Attempt to add ExecuteDFS to main (Generic depth first search) #737

saffronmciver · 2025-03-04T13:50:55Z

This pull request will build on #505 and #499 and attempt to add ExecuteDFS to the main branch again.

My aim is to add back the fixed versions of functions using the generic DFS, adding more tests to ensure they are correct, and to look at improving the performance of these functions.

I will also look at improving the performance of ExecuteDFS itself.

…calls

saffronmciver · 2025-03-04T15:55:45Z

So far I have refactored the iterative solution of ExecuteDFS to a recursive one. The iterative stack can grow very large, since all successors are pushed to the stack if they have not been visited. if current is the node being visited and successors := [1, 2] is a list of successors to current, and both are unvisited, vertex 2 is pushed to the stack even if it would be visited in the branch where 1 is visited. The iterative solution checks if the current node has been visited and continues the loop if it has to deal with this.
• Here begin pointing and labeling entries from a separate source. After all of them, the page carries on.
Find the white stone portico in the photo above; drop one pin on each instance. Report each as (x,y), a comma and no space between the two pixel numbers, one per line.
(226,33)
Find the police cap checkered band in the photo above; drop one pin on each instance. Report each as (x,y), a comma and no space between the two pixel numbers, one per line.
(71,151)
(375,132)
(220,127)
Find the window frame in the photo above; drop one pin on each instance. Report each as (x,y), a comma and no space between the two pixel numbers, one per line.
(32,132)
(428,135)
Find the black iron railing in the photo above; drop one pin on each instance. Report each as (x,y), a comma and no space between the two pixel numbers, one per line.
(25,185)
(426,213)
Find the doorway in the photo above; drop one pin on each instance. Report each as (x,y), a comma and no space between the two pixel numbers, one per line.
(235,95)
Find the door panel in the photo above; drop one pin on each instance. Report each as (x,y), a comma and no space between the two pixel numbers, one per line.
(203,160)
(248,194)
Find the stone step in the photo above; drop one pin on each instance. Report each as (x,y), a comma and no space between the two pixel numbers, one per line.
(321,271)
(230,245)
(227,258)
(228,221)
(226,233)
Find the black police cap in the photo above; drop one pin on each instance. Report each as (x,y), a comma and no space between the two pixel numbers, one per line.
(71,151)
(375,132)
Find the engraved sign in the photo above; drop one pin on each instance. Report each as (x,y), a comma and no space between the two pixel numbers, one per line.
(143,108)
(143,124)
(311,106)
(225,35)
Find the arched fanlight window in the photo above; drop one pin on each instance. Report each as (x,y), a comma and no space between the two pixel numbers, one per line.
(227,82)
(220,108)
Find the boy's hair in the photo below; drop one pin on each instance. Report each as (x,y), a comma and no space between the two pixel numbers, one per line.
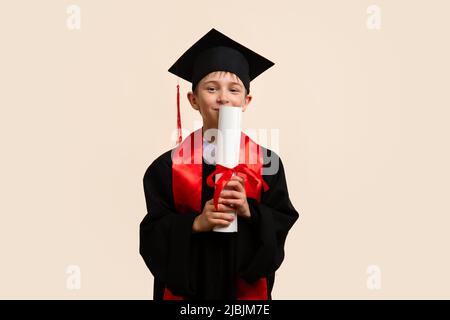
(221,74)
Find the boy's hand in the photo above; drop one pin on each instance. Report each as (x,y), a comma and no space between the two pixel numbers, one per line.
(211,218)
(234,195)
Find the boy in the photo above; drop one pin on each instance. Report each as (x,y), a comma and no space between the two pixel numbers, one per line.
(186,257)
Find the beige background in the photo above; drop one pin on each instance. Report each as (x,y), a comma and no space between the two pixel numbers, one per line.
(363,118)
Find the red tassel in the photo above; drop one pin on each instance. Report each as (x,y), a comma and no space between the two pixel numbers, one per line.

However, this has implications for AncestorFunc and CrossFunc. If (current, 2) is a back edge / cross edge, the relevant function is called before any calls to PreorderFunc, PostorderFunc, etc. are called by visiting the branch of 1. With recursion, AncestorFunc or CrossFunc can easily be called after the recursive call exploring 1 is complete.

I believe removing this behavior and using recursion would also allow forward edges to be recognised during the DFS if this is useful at all.

… to improve performance

…formance of running ExecuteDFS multiple times in a function

… config for DigraphLongestDistanceFromVertex

saffronmciver · 2025-03-26T12:22:07Z

I have found that using the HashMap from the datastructures package is not improving performance (and for many occasions is worsening it). Below are my findings from timing various functions with three different implementations:

Using HashMaps without reserving memory
Using plain lists with a BitArray to store bits for visited / backtracked nodes
Using plain lists without the BitArray (using preorder and postorder to determine visited / backtracked nodes)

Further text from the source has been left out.